Methods: The ex vivo lens explant system was employed. Anterior lens capsules were isolated from 20-day old Wistar rat pups with epithelia attached to their endogenous matrix and maintained in culture in Medium 199. Confluent explants were co-treated with recombinant human lubricin at 35 and 70 µg/ml and recombinant human TGFβ2 at 6 ng/ml (n = 6) or left untreated (control) or treated with only lubricin (n=4) or TGFβ2 (n = 4). Western blotting and immunostaining were used to observe expression of TGFβ-induced EMT markers and DAPI stains were used to observe cell adhesion.
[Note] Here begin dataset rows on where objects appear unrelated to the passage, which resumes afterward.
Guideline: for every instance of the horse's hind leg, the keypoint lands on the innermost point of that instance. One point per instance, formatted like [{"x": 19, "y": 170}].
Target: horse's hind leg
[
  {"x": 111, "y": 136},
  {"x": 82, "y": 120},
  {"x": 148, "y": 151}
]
Results: LEC remained adhered to the capsule following treatment with 35 µg/ml of lubricin, however pyknotic nuclei were observed in LEC treated with 70 µg/ml of lubricin, suggesting toxicity. All subsequent lubricin treatments used 35 µg/ml. Unlike control LEC explants, LEC treated with TGFβ underwent EMT, losing expression of the epithelial marker E-cadherin and exhibiting induced expression of the mesenchymal marker αSMA. In comparison, LEC co-treated with lubricin and TGFβ showed a marked decrease in E-cadherin, however, αSMA expression was significantly mitigated in comparison to LEC treated with TGFb alone. Inhibition of αSMA expression suggests lubricin can inhibit the myofibroblast phenotype.

Conclusions: Our findings indicate that lubricin does not alter the adhesion of LEC to the native lens capsule. Also, our results suggest that lubricin has an anti-fibrotic effect, preventing TGFβ-mediated αSMA expression in LEC. Further studies will be carried out to determine the potential therapeutic effect of lubricin in preventing PCO.